Par boutade, comme s’affirment souvent certaines convictions profondes, il avait récemment confié à une journaliste qu’il avait réussi : « parce que je n’avais pas l’air juif. Eh oui ! Le sport avait fait de moi le contraire d’un juif angoissé. Je me baladais avec beaucoup de naturel. » Je confirme bien volontiers que Georges Loinger vivait sa judéité avec une évidence naturelle, de celle que l’on a parfois reprochée à la génération des Sabras, celles et ceux qui sont nés en terre d’Israël, sûrs d’eux-mêmes, avec la conscience aigüe d’appartenir au Peuple d’Israël mais sans être jamais « dominateurs ». Il accepta donc tout naturellement la demande des services de Ben Gourion de mettre à profit son expérience de la clandestinité et des filières d’évasion pour servir d’appât, de messager, d’aide au ravitaillement et à l’affrètement d’une gigantesque flotte de bus et de camions pour transporter vers le Port de Sète, 4 554 survivants de la Shoah, immigrants clandestins de toute l’Europe et leur permettre ainsi d’embarquer sur l’Exodus 47 en direction de la Palestine mandataire, le futur État d’Israël.

Héros de la Résistance juive, ce soldat de l’Armée des Ombres était avant tout un combattant pour la survie de son peuple, pour arracher à une mort certaine les plus vulnérables, tous ceux qui n’avaient aucun autre espoir de survie que de compter sur la solidarité des Juifs et des Justes.

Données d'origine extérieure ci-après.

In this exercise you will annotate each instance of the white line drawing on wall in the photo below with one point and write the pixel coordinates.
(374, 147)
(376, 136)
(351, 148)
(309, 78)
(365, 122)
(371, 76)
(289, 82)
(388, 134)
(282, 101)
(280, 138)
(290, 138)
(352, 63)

L’engagement, la solidarité, la survie des Juifs et d’Israël puis le témoignage et sa pérennité, voilà ce qui a fondé l’action et structuré la vie de Georges Loinger.

Statistiquement, une grande proportion de juifs sont entrés, dès le début, dans la Résistance. Certains, comme Jacques Lazarus – fondateur du magazine Information Juive, instructeur militaire du Maquis de l’Armée juive du Tarn -, ou comme Georges Loinger ont fait le choix particulier de la Résistance juive. Comme tous les résistants, leur objectif était de vaincre l’occupant mais pour ceux de la Résistance juive, il s’agissait aussi surtout de protéger les juifs, sans attendre la fin de la guerre et la suppression des persécutions. Car une question se posait, entêtante et vitale : resterait-il encore des juifs après-guerre si rien n’était entrepris pour assurer leur survie ?

Qui d’autres que les Juifs et les Justes, dans un monde bouleversé par la guerre, mettaient en pratique concrètement les mots de la devise républicaine « Liberté, Égalité, Fraternité » inscrite sur les frontons des mairies ou déclamée dans les discours de morale d’avant-guerre  ?

Si la Résistance juive des ghettos de l’Est est relativement connue, la Résistance juive française est encore trop méconnue. Elle fut pourtant l’une des raisons qui expliquent que la France ait pu préserver les trois quarts de sa population juive. L’action structurée des réseaux de clandestinité juive a indubitablement permis d’organiser et d’encadrer l’aide des nombreux Français non juifs qui voulaient manifester leur soutien aux familles juives persécutées.

N’oublions pas ce que nous devons à tous ces hommes et femmes héros de la Résistance juive, à Georges Loinger, infatigable passeur de cette mémoire, et souvenons-nous de leur action pour perpétuer leur immense mérite auprès des générations à venir.